12 Mar 11 by member: Lisa Online
Lisa you got a fever? LOL Body Pump fever? Want more tomorrow? I bet you do hehehe. :) once bitten by fever you always got it... grunt and rut do rythme though hehehe 
12 Mar 11 by member: gizmonel
Good morning rwl! Thanks for sharing your thoughts & feelings so honestly. All of us can relate to what you wrote here, I believe. To me, there's no quick fix on those feelings.. I'd just push myself go to gym daily. I'd still eat what's appealing to me includes unhealthy snacks. When I do exercise consistently I eventually eat with better choice of food and that's better than I force myself stop eating this and that. But that's just what I did to myself and I don't know if it would be the best way for you. One thing is so true though. You are so beautiful right now. You need to believe what's true and refuse any lies whispering to your ear. You're beautiful, rwl. Have a peace filled Sunday!:) 
13 Mar 11 by member: happynow
Hi ya, Bren here. You can sooo do this. Stop telling your self that your not worth it all. Cause you are. Hang in there buddy....  
13 Mar 11 by member: BHA
RWL, I read your pm, and I will send you an answer. Just haven't been around much today! Love ya, my dear friend! 
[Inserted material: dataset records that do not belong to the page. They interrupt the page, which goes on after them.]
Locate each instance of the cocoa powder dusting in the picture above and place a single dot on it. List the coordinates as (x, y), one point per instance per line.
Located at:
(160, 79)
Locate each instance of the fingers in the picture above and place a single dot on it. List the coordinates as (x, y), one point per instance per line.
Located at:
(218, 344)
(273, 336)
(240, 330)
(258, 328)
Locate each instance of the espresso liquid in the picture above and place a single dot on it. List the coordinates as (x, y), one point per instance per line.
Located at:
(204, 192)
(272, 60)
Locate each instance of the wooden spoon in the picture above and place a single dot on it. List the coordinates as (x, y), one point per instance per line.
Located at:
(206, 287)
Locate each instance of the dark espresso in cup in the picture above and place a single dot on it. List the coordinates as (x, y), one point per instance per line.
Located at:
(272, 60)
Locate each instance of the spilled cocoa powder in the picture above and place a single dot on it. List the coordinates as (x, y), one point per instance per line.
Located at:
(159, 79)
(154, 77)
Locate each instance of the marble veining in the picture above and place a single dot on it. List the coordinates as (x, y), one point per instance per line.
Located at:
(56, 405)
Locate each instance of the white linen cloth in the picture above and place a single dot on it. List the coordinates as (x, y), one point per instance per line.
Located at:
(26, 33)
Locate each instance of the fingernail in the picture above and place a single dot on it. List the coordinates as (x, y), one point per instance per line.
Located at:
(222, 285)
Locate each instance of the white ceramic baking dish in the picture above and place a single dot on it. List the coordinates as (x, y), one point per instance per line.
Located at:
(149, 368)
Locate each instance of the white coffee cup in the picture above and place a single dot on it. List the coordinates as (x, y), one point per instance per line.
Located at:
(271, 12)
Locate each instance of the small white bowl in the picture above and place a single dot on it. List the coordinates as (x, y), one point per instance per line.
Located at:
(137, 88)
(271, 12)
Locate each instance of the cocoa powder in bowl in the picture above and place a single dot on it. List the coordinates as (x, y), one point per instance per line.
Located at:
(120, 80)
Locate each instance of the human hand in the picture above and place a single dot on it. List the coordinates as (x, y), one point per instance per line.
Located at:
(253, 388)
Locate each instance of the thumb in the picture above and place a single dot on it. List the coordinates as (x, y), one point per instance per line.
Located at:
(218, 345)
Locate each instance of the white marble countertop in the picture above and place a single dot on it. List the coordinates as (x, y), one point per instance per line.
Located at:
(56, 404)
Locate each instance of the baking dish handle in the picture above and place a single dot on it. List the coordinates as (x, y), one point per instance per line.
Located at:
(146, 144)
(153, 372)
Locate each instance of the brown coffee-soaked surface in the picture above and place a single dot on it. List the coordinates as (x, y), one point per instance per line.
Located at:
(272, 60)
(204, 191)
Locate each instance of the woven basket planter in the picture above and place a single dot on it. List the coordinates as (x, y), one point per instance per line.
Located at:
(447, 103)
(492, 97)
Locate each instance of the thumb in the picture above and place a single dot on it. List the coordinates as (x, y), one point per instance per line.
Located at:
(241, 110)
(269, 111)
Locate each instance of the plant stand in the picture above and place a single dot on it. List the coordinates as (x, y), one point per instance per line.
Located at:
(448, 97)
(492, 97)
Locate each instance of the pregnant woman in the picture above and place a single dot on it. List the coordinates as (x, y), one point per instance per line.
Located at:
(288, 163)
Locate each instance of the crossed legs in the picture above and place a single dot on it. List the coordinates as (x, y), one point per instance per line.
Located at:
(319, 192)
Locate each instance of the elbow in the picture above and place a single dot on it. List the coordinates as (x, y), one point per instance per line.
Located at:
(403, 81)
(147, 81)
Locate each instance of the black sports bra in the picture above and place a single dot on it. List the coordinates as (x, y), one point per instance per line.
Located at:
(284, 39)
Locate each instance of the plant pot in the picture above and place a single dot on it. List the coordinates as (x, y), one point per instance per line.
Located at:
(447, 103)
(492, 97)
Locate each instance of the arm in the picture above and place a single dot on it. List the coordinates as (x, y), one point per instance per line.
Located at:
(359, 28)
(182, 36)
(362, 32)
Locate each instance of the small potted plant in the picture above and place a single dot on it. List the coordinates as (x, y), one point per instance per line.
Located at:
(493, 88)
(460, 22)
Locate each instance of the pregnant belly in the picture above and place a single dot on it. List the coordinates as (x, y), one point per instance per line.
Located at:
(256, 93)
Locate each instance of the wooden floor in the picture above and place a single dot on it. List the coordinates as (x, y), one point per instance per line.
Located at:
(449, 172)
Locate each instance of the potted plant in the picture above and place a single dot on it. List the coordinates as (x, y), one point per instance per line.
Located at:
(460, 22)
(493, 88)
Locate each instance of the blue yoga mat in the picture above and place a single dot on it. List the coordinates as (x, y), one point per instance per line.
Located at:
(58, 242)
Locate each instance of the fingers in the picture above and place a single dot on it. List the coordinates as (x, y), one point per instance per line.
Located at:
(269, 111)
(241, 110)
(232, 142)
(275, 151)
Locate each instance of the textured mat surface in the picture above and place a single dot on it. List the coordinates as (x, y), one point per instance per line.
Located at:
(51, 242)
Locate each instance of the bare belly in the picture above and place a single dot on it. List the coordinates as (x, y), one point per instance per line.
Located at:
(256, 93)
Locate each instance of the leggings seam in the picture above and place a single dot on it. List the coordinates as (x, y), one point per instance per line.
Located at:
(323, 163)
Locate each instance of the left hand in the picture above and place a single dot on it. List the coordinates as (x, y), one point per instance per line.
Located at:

13 Mar 11 by member: ctlss
Apparently I'm late stopping by here. :) Hmmm, what to say that hasn't already been said. I will instead offer a hug, a pat on the back, and a reminder that you are beautiful, wonderful, inside and out. Even if you don't journal here, maybe it wouldn't hurt writing it down on paper. Get it out, because holding it all in doesn't get you anywhere. We're all here for you BSWWTALIATPP. :) Sending love your way! 
14 Mar 11 by member: Junebug7210
:) Hope all is well RWL xoxox, TOWANDA!!!